As they continue the property tour, Godwin opens up about his medical background, knowledge of transplants, and the tragic passing of his wife, a woman of color. Eliza shares she also has medical knowledge gained in the army, and the film gives us plenty of hints that her time in the service was traumatic, though it seems even Roe isn’t quite sure what happened to her.

What follows is a slow ramping up of disquiet and dread. 

While out for an ATV ride to confirm, once again, just how in the middle of nowhere they really are, Roe gets a static-filled, broken call from Eliza’s mom warning them to leave. But the reception is poor, and he can’t really make out what she’s trying to say before the call drops.

A series of disorienting flashbacks start to unfold, painting a picture of women in peril — Eliza and Godwin’s ex-wife.

Later that night, as they sleep, the titular welder silently watches over them until Roe is jolted out of bed by the uncomfortable realization that the power and air conditioning have gone out in their rental.

Eliza and Roe decide to check out the good doctor’s home to see if he’s also experiencing an outage (he is not). When he doesn’t answer the door, they find it’s unlocked and let themselves in. Eliza is visibly uncomfortable being in their host’s home uninvited. She becomes more unsettled when she thinks she hears strange noises behind a locked door upstairs. 

When Godwin catches them inside his home, he cordially invites them both over for dinner. Roe doesn’t want to go, but Eliza wants the chance to figure out what’s going on in that house. 
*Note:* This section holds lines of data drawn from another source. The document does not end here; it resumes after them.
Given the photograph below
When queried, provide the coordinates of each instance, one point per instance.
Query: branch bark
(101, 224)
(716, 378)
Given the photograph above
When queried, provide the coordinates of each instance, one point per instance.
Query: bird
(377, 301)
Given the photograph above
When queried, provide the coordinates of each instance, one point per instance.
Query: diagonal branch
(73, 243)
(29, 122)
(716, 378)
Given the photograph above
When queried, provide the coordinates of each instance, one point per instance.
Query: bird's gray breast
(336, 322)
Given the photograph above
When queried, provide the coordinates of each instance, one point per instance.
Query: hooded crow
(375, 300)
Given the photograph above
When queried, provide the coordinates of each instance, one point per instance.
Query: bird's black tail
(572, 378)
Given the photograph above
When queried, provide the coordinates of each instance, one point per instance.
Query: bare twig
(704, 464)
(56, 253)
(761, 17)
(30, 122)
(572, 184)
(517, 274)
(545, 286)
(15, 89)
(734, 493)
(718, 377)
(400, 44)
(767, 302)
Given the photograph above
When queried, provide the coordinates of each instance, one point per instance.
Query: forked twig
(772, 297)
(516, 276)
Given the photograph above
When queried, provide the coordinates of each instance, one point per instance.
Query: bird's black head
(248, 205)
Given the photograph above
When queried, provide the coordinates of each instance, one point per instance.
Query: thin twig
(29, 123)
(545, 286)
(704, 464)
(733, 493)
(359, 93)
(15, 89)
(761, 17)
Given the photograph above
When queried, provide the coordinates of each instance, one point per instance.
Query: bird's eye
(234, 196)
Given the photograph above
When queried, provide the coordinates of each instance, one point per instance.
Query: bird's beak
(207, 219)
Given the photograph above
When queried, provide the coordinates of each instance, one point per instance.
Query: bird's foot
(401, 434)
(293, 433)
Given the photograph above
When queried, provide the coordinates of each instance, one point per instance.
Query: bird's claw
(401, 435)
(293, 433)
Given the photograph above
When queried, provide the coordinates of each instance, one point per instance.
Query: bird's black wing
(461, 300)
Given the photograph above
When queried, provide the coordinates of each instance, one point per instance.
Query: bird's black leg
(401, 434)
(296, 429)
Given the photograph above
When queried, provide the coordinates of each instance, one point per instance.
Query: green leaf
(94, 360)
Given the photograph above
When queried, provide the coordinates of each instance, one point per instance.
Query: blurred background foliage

During dinner, Godwin passionately espouses the problems of racial division and pleads for unity before oddly asking Roe what his blood type is, while Eliza excuses herself to the bathroom and sneaks back upstairs to investigate the noises she heard earlier.

There she discovers a suspicious box of trinkets and a journal before having a terrifying encounter with the welder. It seems she may be having hallucinations, but she’s sure of what she saw.

Of course, in true horror movie fashion, Eliza’s boyfriend thinks she’s losing it and doesn’t believe her. 

The Welder

Stress, after all, is a “hell of a drug.”

But Eliza has Godwin’s journal, and it’s clear he’s got some twisted thoughts in his head, possibly even intent on building a body that will somehow eliminate racism once and for all.

The premise is incredibly intriguing, and there’s a lot of disturbing imagery and well-executed tension. But be prepared for quite a slow burn. The film’s marketing makes it seem like it will be an intense hostage thriller/slasher. But it’s definitely not. 

We’re pretty far into the film before the doctor’s evil plan is revealed, and the couple ends up in real peril. Once Godwin’s trauma is revealed — the source of his psychotic break — we finally get Eliza’s traumatic history as well. Though the reveal doesn’t serve any purpose other than to set up a late Maguffin and establish why she’s chosen to bring a gun on their romantic getaway conveniently.

There are some compelling images and a really eerie, immersive score. But it really equates to nice parts that don’t entirely form a satisfying whole. 

The ending is a head-scratcher and diffuses the impact of the thought-provoking premise, which really could have been explored much further and packed a much greater punch.

It’s not a bad film, but it’s hard not to be frustrated by just how good it could have been. 

Overall Rating (Out of 5 Butterflies): 3

The Welder is out worldwide on February 24th from Terror Films.